# convertisseur texte pur > HTML  et caractères très spéciaux.



## ccciolll (19 Novembre 2004)

Bonjour.
Je recherche un graticiel qui permettrai de convertir du texte pur en HTML, le tout sur MacOS9. J'ai essayé simpletext2html pmais ça ne me va pas, il code la police en balises, or je voudrais un convertisseur qui utilise un minimum de balise, uniquement les balises de caractères spéciaux type &xxx; et quelques <br> à la limite.
Je recherche même, soyons fous, un système qui me permetrait de paramètrer moi-même des conversions. PAr exemple, si en tapant un texte, j'ai tapé fi (caractère f puis caractère i)au lieu de taper fi (caractère fi, obtenu par alt-g), je voudrais parametrer le logiciel pour qu'il convertisse ce fi en &#64257; et non pas en fi. Est ce que je me fais comprendre ? (je sens que les gens un peu rétifs à la typographie commencent à décrocher.)
Bref, un outil qui ne prenne pas d'initiative à coller des <span> et autres </p> mais qui en revanche puisse apprendre de nouvelles choses.
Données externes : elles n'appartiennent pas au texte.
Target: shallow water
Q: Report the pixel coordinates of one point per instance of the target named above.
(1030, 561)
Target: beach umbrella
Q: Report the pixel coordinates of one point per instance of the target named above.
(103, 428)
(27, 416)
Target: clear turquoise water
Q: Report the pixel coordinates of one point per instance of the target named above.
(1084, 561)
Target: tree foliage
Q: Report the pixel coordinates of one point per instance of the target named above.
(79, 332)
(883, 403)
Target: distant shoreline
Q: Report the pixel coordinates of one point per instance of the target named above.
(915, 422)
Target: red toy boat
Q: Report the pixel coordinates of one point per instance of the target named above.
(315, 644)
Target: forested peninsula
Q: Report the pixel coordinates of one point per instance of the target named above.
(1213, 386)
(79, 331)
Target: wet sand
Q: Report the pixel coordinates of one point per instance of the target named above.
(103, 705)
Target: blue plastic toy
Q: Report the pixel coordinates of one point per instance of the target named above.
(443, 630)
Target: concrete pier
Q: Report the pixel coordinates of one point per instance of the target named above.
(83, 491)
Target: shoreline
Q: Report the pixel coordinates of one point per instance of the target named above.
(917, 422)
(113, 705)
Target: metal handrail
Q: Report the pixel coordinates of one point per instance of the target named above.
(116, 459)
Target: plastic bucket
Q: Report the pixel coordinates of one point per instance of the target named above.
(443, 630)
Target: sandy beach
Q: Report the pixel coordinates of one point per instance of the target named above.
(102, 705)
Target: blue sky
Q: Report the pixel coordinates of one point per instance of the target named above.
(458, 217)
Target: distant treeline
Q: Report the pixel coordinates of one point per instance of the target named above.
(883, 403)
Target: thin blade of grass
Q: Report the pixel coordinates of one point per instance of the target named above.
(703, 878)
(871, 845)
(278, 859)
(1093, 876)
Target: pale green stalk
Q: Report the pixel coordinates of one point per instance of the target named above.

En parallèle, en ayant constaté que le fi portait la référence 64257 en codage html, je me suis dit que peut-être cela signifierait-il qu'il existe AU MOINS 64000 caractères spéciaux utilisables en HTML ?!? CELA ME FAIT RÊVER ! Vus imaginez toutes les folies que je pourrais faire avec 64000 caractères ! Alors si qqun sait où trouver une bibliothèque des caractères html, qu'il me le dise, sinon je me la fabriquerai tout seul (c'est pas très compliqué, mais c'est un peu long).

Merci !


----------



## Membre supprimé 2 (19 Novembre 2004)

Voila 2 liens de bibliothèque ISO characters : 

http://www.theorem.ca/~mvcorks/cgi-bin/unicode.pl.cgi?start=2600&amp;end=26FF

http://www.chebucto.ns.ca/~af380/entlynx2.htm


----------



## Vladrow (20 Novembre 2004)

Bonjour, 
 Il y a un plugin de BBEdit lite 3.6 à 4.6 qui le fait bien là: http://nti.uji.es/software/bb-html-ext/ le module html special translation corrige les caractères accentués y compris le fi en &THORN; 
 Sinon, ou en complément, si tu veux quelque chose de vraiment paramétrable, tu pourrais te faire une petite routine applescript, qui piloterait TexEdit (shareware) ? S'il n'y a pas trop de caractères à remplacer, ça peut être élégant.


----------